A lei entrou em vigor em setembro de 2006. Em dezembro, o
procurador-geral à época, que era Lidivaldo Britto, recebeu
representações de mulheres e dos movimentos sociais. Eles fizeram essa
visita a defensoria, ao tribunal de justiça e o ministério público, e
eles se comprometeram a criar uma promotoria, um núcleo para dar conta
dessa demanda. Internamente, nós discutimos e em dezembro surge um grupo
especial de defesa das mulheres. Nós começamos a trabalhar efetivamente
nessa temática em 2007. Essa preocupação com a questão da violência
contra a mulheres vem sendo construída. A legislação entra em vigor por
uma necessidade da nossa sociedade, mas a gente continua sempre
trabalhando para sua ampliação, porque a sociedade é dinâmica. E a
legislação tem que acompanhar, seja com a jurisprudência ou com as
interpretações. Isso a gente vem fazendo ao longo desses anos. Nesse
primeiro momento, o Gedem é um núcleo diferenciado no Brasil, porque nós
não trabalhamos só com a violência doméstica e parte criminal, mas
também com todas as demais demandas que são apresentadas a partir da Lei
Maria da Penha. A questão dos direitos coletivos, das políticas
públicas. O Gedem vem se preparando para essas demandas que vão
surgindo. Em 2014, houve uma alteração na nossa legislação para incluir
na resolução ltambém a população LGBT por conta dessa necessidade de
mais um grupo da sociedade que necessita de orientação nessas questões
das políticas públicas. Junto com os movimentos sociais, que são os
principais sinalizadores das necessidades de políticas públicas, o
ministério público faz essa aproximação, tentando aproximá-los do poder
político. O Gedem é um grupo que tem essa dinâmica e pelas respostas que
temos tido, pela quantidade de estudantes que vem nos entrevistar,
pelos trabalhos das professoras das universidades que têm sido feitos
nos citando como uma boa prática, vários ministérios públicos têm
seguido uma mesma dinâmica, com as suas inovações específicas. Isso tem
sido muito bom, a Copevid (Comissão Permanente de Combate à Violência
Doméstica e Familiar Contra a Mulher) é um espaço de compartilhamento de
experiências, boas práticas, e isso nos fortalece nacionalmente.

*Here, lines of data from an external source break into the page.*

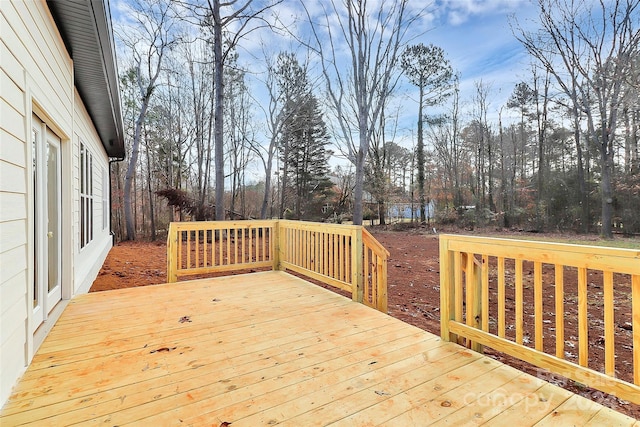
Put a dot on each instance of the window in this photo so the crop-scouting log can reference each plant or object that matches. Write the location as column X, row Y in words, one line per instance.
column 86, row 196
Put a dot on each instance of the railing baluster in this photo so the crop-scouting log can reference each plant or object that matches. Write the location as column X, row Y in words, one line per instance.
column 559, row 285
column 484, row 309
column 635, row 300
column 537, row 303
column 609, row 324
column 519, row 302
column 501, row 298
column 458, row 285
column 583, row 323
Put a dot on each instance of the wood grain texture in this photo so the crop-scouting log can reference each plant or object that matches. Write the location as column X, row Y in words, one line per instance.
column 262, row 349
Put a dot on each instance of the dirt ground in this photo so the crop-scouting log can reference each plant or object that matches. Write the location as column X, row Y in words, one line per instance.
column 414, row 297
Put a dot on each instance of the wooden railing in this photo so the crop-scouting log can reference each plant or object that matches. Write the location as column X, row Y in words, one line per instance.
column 344, row 256
column 546, row 304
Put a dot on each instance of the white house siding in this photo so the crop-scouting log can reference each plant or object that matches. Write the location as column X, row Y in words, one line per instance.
column 36, row 76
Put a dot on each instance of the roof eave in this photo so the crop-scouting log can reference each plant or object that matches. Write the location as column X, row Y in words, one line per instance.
column 85, row 27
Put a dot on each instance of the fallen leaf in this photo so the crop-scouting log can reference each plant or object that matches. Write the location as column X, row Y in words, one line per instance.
column 161, row 349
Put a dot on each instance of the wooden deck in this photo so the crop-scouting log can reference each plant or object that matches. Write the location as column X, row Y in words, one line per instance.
column 264, row 349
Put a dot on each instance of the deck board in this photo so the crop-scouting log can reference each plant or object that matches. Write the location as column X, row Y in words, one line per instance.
column 264, row 349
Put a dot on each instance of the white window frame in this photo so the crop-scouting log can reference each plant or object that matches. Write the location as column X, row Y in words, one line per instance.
column 86, row 196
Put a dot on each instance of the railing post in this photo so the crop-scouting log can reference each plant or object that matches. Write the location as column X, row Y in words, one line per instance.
column 357, row 274
column 275, row 245
column 172, row 246
column 446, row 290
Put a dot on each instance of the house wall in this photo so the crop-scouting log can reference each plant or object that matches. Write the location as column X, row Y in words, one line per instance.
column 36, row 77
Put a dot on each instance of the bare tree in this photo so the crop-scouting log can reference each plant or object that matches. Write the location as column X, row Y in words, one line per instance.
column 229, row 22
column 427, row 68
column 359, row 87
column 149, row 44
column 588, row 49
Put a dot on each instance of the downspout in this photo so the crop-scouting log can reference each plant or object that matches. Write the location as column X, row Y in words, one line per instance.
column 113, row 236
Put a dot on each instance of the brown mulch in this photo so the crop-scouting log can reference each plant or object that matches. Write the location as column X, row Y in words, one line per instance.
column 413, row 292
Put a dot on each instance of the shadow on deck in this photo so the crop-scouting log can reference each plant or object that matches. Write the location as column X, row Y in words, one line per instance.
column 269, row 348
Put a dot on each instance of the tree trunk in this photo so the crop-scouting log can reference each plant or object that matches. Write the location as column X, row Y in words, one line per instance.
column 606, row 159
column 131, row 168
column 420, row 157
column 218, row 123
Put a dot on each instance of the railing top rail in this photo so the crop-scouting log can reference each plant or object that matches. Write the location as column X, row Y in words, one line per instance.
column 191, row 225
column 618, row 260
column 308, row 225
column 373, row 243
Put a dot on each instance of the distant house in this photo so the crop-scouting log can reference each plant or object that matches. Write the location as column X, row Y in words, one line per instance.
column 60, row 125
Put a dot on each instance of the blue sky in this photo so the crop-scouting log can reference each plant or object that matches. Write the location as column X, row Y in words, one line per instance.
column 475, row 35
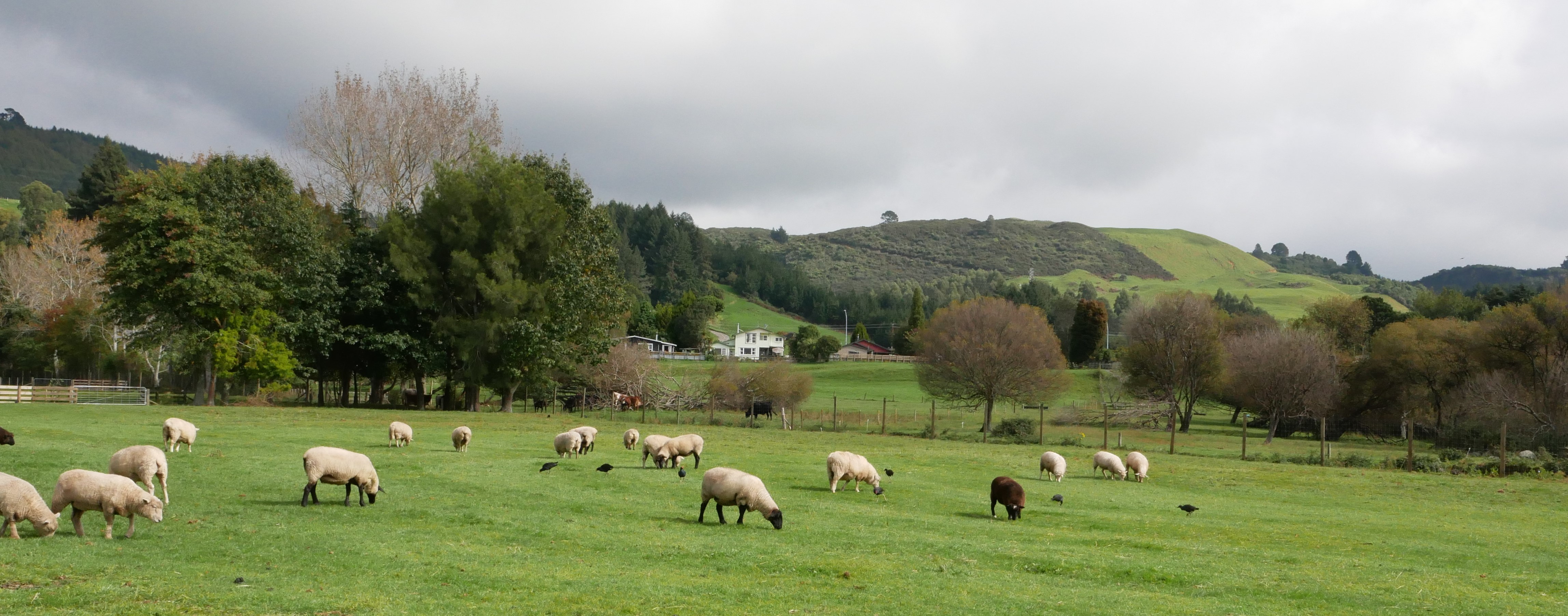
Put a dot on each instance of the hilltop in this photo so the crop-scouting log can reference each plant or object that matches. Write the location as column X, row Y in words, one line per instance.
column 1067, row 255
column 52, row 156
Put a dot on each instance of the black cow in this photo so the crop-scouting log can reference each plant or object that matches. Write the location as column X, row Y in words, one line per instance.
column 761, row 408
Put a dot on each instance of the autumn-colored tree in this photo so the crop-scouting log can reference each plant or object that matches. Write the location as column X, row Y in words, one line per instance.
column 990, row 350
column 1174, row 350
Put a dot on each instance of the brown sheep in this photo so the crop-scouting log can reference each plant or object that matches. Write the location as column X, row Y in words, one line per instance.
column 1010, row 494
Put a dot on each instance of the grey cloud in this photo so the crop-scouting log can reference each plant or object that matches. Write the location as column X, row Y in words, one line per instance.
column 1416, row 134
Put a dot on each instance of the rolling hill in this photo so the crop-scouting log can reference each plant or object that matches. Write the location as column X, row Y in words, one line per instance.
column 1142, row 261
column 52, row 156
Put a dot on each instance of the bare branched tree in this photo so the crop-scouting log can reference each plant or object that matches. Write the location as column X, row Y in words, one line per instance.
column 1283, row 374
column 375, row 145
column 990, row 350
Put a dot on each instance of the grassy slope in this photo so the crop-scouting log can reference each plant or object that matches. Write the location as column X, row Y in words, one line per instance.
column 1203, row 265
column 487, row 534
column 749, row 314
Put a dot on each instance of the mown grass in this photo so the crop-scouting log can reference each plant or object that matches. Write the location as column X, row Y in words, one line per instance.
column 485, row 532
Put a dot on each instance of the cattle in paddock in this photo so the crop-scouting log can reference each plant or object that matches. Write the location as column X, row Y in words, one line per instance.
column 761, row 408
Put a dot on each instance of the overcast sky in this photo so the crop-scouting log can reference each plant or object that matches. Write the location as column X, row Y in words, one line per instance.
column 1423, row 134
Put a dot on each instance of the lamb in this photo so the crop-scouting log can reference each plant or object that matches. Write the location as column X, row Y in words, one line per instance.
column 1010, row 494
column 568, row 444
column 401, row 435
column 142, row 463
column 588, row 435
column 1109, row 462
column 179, row 432
column 746, row 491
column 651, row 447
column 19, row 502
column 852, row 468
column 675, row 450
column 1139, row 465
column 1054, row 463
column 339, row 468
column 112, row 494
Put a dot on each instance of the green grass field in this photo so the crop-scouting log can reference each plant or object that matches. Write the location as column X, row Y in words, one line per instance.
column 1203, row 265
column 485, row 532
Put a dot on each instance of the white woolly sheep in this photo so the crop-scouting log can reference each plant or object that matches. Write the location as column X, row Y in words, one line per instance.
column 852, row 468
column 399, row 435
column 568, row 444
column 143, row 463
column 1139, row 466
column 590, row 433
column 746, row 491
column 112, row 494
column 179, row 432
column 651, row 447
column 1054, row 465
column 1109, row 462
column 681, row 447
column 339, row 468
column 19, row 502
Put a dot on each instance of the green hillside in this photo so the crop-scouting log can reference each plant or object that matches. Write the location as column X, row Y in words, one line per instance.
column 869, row 258
column 52, row 156
column 749, row 314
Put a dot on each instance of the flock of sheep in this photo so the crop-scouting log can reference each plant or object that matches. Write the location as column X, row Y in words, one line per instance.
column 118, row 494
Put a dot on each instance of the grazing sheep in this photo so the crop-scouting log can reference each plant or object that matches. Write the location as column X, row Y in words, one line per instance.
column 112, row 494
column 746, row 491
column 1010, row 494
column 19, row 502
column 1109, row 462
column 651, row 447
column 568, row 444
column 1139, row 466
column 678, row 449
column 852, row 468
column 179, row 432
column 339, row 468
column 1053, row 463
column 590, row 433
column 142, row 463
column 401, row 435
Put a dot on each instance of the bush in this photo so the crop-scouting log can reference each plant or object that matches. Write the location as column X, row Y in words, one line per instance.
column 1015, row 428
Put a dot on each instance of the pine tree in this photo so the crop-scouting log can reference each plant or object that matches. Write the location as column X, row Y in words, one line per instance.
column 99, row 179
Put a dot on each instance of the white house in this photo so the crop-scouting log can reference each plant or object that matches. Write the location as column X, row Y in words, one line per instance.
column 752, row 344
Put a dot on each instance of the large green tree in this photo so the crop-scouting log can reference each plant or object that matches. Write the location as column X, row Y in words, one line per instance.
column 192, row 248
column 99, row 181
column 477, row 256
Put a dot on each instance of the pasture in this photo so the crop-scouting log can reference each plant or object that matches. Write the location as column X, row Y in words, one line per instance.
column 485, row 532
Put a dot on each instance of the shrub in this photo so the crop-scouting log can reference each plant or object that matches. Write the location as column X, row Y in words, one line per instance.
column 1015, row 428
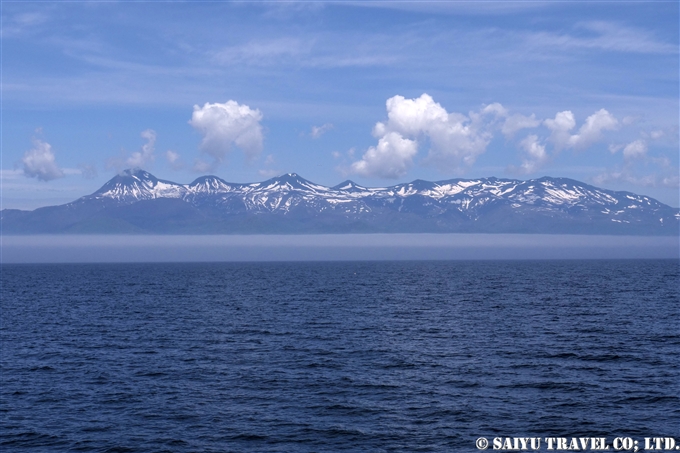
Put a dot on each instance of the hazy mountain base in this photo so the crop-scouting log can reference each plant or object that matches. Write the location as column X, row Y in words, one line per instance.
column 136, row 202
column 75, row 248
column 174, row 216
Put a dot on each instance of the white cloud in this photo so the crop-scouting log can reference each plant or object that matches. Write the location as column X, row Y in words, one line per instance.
column 226, row 125
column 588, row 134
column 606, row 36
column 560, row 127
column 173, row 158
column 635, row 150
column 39, row 162
column 390, row 159
column 455, row 139
column 318, row 131
column 535, row 154
column 139, row 159
column 518, row 122
column 656, row 135
column 591, row 131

Quais são os principais problemas que as mulheres ainda enfrentam para poder denunciar?
As principais dificuldades são atomizações das instituições, por eles
não estarem juntos no mesmo lugar fisicamente, a dificuldade de como
funcionar essa rede tanto dos órgãos da saúde e de ação social que
também funcionam atomizados e o sistema de justiça, a falta desse
apoio.
Há situações em que as mulheres que sofrem essas violências
correm risco de vida, especialmente por ex-parceiros que não aceitam o
fim do relacionamento. Elas pedem proteção judicial, que muitas vezes
não vem, e elas acabam morrendo. Quais as causas desta omissão por parte
do estado e do poder judiciário?
O que acontece é o seguinte: A Bahia tinha só duas varas de Violência
Doméstica e Familiar contra a Mulher, uma em Salvador e outra em Feira
de Santana. Teremos agora mais duas, uma em Vitória da Conquista e outra
em Salvador. Imagine que uma cidade de três milhões de habitantes, com
52% de mulheres, e que, de acordo com as pesquisas, uma em cada três
mulheres já sofreu algum tipo de violência, uma vara especializada é
muito pouco. A gente tem na lei Maria da Penha a medida protetiva. Na
hora que a mulher diz que está em uma situação grave e precisa da medida
protetiva e a lei diz tem 48 horas para que seja cumprida. Muitas
dessas medidas protetivas eles são deferidas e são cumpridas, mas
dezenas de milhares não são. Nós temos sorte. Se formos analisar apenas
por números, o número de baixas, é até pequeno. Sem olhar vidas e sim
números. Mas a gente deve até ter mais casos no interior que não
sabemos. No Distrito Federal, nós temos 19 varas de violência doméstica e
42 promotores. Em Salvador, atualmente nós temos duas promotoras na
vara. O que é isso? Por isso que nós somos o segundo estado mais
violento contra as mulheres no Brasil.
Segundo dados divulgados pelo Ipea, entre 2001 e 2011, mais de
60% das mulheres que foram assassinadas no Brasil eram negras. A
maioria delas, de classe baixa. Então pergunto para a senhora: a morte
de mulheres no Brasil tem cor e classe social?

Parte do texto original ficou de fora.